Without fail, when asked what their favorite movie is, over half my students, both male and female, will tell me it's Titanic. I saw it back in 1997 when it was first released and I had been impressed; but I had never thought of it as being even close to warrenting the distinction of "favorite." For me, it's a bit sappy, cliche and over-dramatized.
In China, it's a different story. I have students named Jack and students named Rose. When my students write stories, they use lines from the movie. One play last month even had only three characters: Jack, Rose, and Boat. People here are seriously in love with the movie. I don't fully understand it, but I've gathered that it's due to two reasons:
1. Distaster/end of the world movies are quite popular. (2012, which was barely heard of in the US, gets almost as many "favorite" comments as Titanic.)
2. They love the love story. They love the idea of pure love, being in love, someoe willing to do anything for you because they love you. They love the tragedy of it all. The whole thing gives them hope.
When I found out that
The theaters have names rather than numbers.
Titanic was being released in 3D I had the idea that it could be fun to go in a group. At the movie theater we usually go to in the next town over, they offer discount rates if you come in a group. So I asked the speech team (who all speak excellent English) if they wanted to go. They were so excited that they were jumping out of their chairs and I think a few desks got knocked over.

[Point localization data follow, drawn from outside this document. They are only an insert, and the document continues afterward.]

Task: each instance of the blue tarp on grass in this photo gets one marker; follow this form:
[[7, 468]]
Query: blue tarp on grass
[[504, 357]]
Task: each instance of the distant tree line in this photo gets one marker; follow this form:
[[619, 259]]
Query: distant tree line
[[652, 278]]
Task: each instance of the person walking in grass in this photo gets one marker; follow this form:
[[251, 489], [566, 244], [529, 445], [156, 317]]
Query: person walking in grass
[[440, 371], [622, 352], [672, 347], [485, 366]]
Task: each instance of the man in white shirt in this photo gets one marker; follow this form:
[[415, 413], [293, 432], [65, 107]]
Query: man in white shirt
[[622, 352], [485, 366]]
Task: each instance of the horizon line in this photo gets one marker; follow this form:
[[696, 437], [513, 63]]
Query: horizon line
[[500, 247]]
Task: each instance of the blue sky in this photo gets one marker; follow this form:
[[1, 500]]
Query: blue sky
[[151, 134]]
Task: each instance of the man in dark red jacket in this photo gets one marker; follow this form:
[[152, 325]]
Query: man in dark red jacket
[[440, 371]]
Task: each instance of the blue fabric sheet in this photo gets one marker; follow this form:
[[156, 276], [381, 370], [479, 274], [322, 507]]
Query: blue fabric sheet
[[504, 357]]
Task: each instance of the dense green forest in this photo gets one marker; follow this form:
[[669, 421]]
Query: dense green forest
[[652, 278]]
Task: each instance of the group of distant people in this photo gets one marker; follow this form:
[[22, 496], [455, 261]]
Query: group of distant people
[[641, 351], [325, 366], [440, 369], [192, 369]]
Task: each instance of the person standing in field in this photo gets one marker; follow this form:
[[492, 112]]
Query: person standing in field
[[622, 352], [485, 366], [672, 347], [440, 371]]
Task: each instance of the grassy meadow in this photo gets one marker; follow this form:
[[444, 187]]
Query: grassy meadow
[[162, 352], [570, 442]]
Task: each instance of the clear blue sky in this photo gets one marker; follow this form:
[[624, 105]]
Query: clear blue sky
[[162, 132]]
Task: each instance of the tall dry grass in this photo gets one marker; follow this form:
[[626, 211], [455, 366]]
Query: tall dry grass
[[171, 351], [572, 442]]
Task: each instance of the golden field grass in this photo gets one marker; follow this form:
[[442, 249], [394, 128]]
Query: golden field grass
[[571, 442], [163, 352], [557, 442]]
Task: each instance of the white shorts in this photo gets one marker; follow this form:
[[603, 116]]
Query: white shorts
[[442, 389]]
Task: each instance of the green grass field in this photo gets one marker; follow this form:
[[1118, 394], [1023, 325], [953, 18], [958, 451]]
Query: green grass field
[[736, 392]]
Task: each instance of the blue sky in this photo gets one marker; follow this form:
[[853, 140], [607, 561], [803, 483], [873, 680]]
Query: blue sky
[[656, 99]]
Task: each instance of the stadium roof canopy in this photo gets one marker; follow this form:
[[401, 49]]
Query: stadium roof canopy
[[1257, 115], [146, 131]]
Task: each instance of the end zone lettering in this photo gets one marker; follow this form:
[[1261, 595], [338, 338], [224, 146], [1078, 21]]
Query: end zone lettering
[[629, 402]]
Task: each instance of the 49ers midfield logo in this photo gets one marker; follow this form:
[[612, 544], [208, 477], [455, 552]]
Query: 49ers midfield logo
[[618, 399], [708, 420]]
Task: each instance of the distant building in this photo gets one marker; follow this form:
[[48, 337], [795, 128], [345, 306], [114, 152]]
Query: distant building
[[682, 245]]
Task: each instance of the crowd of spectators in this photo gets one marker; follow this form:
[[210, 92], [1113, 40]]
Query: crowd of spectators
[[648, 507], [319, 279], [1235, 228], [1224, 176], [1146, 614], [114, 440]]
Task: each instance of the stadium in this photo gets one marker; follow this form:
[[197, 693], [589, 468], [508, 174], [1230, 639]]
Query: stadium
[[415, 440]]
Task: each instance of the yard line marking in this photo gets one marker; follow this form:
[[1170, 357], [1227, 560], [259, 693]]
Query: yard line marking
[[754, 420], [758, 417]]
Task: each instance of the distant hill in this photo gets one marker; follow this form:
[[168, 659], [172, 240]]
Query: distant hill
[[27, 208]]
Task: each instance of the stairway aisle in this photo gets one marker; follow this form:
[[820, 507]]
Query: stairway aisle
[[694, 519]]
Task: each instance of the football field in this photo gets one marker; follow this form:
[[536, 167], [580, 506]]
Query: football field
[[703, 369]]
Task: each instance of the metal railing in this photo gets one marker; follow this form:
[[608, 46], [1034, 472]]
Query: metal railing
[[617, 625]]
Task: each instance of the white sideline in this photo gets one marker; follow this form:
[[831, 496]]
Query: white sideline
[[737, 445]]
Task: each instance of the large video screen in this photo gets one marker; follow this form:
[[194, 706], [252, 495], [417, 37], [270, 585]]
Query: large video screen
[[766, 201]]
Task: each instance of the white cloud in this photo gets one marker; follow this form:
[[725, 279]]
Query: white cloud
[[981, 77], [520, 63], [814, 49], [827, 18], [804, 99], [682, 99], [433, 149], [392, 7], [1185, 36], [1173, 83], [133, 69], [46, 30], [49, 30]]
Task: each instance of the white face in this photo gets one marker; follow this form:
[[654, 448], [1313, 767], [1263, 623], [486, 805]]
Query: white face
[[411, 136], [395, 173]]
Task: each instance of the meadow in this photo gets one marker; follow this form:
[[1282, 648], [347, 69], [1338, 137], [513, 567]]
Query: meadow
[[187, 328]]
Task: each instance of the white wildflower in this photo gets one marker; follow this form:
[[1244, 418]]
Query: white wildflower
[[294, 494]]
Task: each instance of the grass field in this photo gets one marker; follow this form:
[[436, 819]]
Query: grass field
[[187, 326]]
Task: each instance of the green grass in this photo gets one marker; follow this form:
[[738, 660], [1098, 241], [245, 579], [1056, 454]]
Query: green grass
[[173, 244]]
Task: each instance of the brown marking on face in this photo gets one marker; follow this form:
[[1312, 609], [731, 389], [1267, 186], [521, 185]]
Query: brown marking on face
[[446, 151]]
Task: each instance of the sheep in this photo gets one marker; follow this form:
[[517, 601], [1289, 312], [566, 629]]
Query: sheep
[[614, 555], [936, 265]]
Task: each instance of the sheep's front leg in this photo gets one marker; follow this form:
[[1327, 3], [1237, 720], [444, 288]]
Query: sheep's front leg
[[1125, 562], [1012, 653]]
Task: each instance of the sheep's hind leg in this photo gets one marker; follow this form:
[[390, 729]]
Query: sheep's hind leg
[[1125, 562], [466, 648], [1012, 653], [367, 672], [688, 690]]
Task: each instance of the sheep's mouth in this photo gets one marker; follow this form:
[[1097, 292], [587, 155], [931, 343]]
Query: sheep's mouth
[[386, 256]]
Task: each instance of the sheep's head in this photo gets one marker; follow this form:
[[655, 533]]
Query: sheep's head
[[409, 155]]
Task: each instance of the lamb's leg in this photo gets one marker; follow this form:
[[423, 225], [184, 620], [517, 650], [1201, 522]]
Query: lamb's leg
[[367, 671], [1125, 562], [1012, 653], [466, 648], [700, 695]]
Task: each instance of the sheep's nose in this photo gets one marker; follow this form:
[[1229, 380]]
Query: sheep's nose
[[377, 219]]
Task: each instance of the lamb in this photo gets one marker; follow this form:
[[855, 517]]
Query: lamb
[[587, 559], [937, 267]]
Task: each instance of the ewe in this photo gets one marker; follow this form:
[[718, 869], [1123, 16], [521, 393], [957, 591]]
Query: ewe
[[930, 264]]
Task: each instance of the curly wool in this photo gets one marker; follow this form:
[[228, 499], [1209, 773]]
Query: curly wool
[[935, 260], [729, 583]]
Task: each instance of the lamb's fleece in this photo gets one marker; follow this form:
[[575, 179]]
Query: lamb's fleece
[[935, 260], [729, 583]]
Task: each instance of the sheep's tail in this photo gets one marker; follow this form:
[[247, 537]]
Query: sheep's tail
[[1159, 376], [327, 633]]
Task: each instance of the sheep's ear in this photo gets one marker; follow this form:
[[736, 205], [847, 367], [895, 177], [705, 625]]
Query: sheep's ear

It took a bit of planning but we finally picked a date that didn't conflict with major exams, holidays, or the Canton fair. The theater changed the movie time 3 times in two days. But we met, we hired vans, and ten of us went to the theater. We got our tickets at the discounted rate of 40 RMB (6.34 USD). Some friends of mine went to the theater in Huadu and even with student discounts, they paid more than we did. Because it was a 4:30pm showing, getting good seats was easy. (Actually, in China, you pick your seats when you buy your ticket--it's not general admission.) There were only a few other people going to the show,
so I hoped it would be a quiet audience. While we waited a number of students commented on how they'd be wearing two pairs of glasses. I asked if we could call them "six eyes" and that became the joke of the day.
Titanic in 3D was amazing. I was impressed. Even the talking people behind me didn't deter me from enjoying it. Even the woman on her cell phone didn't ruin it for me. The student sobbing loudly next to me enhanced the experience. When the lights came up I was the only person with dry eyes. Tissues were passed around and we teased each other over who cried the loudest.
We decided we were hungry and walked the kilometer or so down the road to McDonald's. As one student said--as we were munching on our fries--the funniest part of the evening was when one American led nine Chinese people to McDonald's. I had to agree. (In my defense, I was the only one who knew where it was located.) We all got desserts, too, while we waited for our vans to pick us up.
We got back to the school around 10pm. We stood by the gate, laughing and talking, while the students debated which of the male students would walk me home. (Gotta keep the teacher safe!) In the end, they decided the would all
walk me home. We snapped a group photo under a street light. Our smiles were brighter.